Easter has Tongala town ‘hopping’

Start the hunt: Cooper and Savannah Pettie prepare for the start of Easter while at the Tongala Easter Hay Bale Trail launch last week.

Hay bales have become much more than a means of satisfying the appetites of hungry farm stock in the Tongala community — they have become representative of the ingenuity and enthusiasm of a small town to spread the word of its aim to maintain relevance in a fast-growing world.

At the Easter Hay Bale Trail launch on the Thursday evening before the Easter holiday period began, a large gathering of community members again celebrated the work of the town’s development group.

An Easter egg hunt was run in conjunction with a cake stall organised by the town’s primary school Parents and Friends Club, while celebrating the work of volunteer artists who had again created amazingly colourful hay bales with messages to match.

The hop-themed hay bales were accompanied by an Anzac Day hay bale, fittingly located a little closer to the RSL headquarters to the east of the Potts Village Green location of the celebration.

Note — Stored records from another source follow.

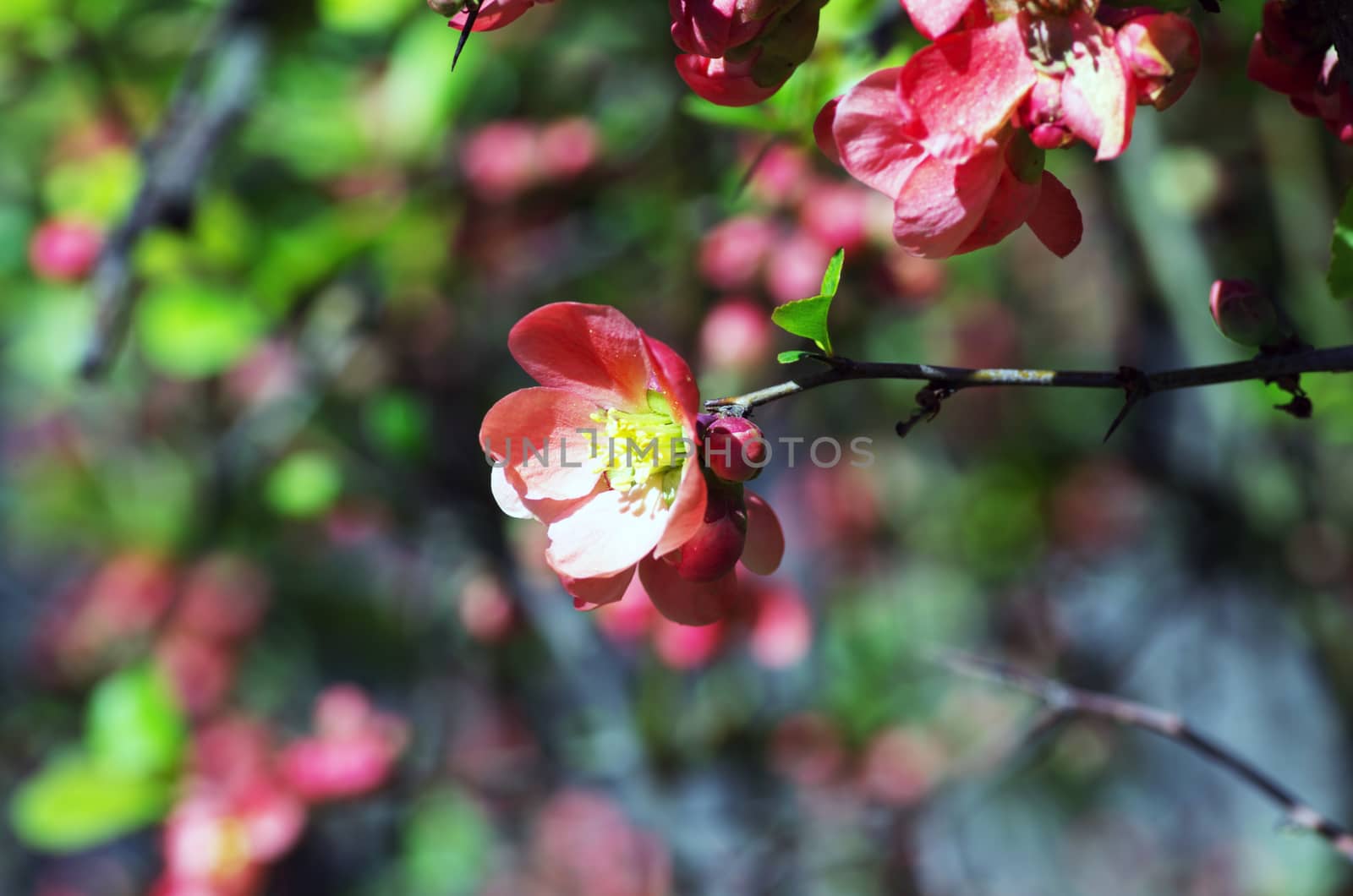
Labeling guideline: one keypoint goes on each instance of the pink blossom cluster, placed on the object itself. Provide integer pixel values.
(781, 245)
(195, 621)
(245, 800)
(1294, 54)
(957, 135)
(771, 620)
(509, 157)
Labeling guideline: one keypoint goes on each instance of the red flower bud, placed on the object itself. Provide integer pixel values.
(1163, 52)
(719, 543)
(1244, 313)
(735, 450)
(64, 249)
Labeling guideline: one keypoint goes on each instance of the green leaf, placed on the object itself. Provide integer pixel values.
(832, 278)
(304, 485)
(446, 846)
(808, 317)
(74, 803)
(1341, 252)
(189, 331)
(134, 724)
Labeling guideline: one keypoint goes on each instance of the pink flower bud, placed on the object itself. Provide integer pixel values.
(723, 81)
(1245, 314)
(501, 160)
(735, 450)
(719, 543)
(567, 148)
(685, 647)
(735, 335)
(732, 254)
(1161, 51)
(836, 214)
(64, 249)
(712, 27)
(1042, 115)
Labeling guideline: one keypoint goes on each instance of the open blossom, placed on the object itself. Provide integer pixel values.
(606, 454)
(1294, 54)
(957, 135)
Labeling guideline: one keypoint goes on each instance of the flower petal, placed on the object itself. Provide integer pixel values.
(1098, 95)
(868, 130)
(824, 130)
(608, 533)
(589, 349)
(934, 18)
(592, 593)
(764, 538)
(536, 430)
(507, 499)
(1057, 218)
(940, 203)
(961, 91)
(1011, 205)
(687, 603)
(673, 378)
(493, 14)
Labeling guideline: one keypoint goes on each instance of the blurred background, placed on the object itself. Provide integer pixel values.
(267, 632)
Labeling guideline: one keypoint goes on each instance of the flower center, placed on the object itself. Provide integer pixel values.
(642, 450)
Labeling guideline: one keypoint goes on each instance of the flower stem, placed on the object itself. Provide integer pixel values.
(1264, 367)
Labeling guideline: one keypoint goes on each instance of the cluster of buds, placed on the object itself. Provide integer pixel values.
(245, 803)
(1294, 54)
(957, 135)
(741, 52)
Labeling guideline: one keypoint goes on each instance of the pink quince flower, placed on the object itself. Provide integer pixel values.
(352, 753)
(942, 134)
(1294, 56)
(494, 14)
(978, 179)
(620, 486)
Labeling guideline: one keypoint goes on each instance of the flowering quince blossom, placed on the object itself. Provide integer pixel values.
(1294, 54)
(605, 454)
(957, 135)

Organisers of the Easter Hay Bale Trail launch were again ecstatic with the response to the event.

In recent years they have had tremendous success with the Eats and Beats food and music festival, along with the Christmas Hay Bale Trail which extends from one side of the town to the other and has almost 20 locations.

Hop on top: Charlotte and Blake Gillie had the best seat in the house when they sat proudy atop one of the hop-themed hay bales before the Easter egg hunt at the Tongala development group event on the Potts Village Green.
Concentrated effort: Tait Ohlsen and Chett Cox working on their Easter egg collection devices before dozens of children excitedly started the egg hunt last week.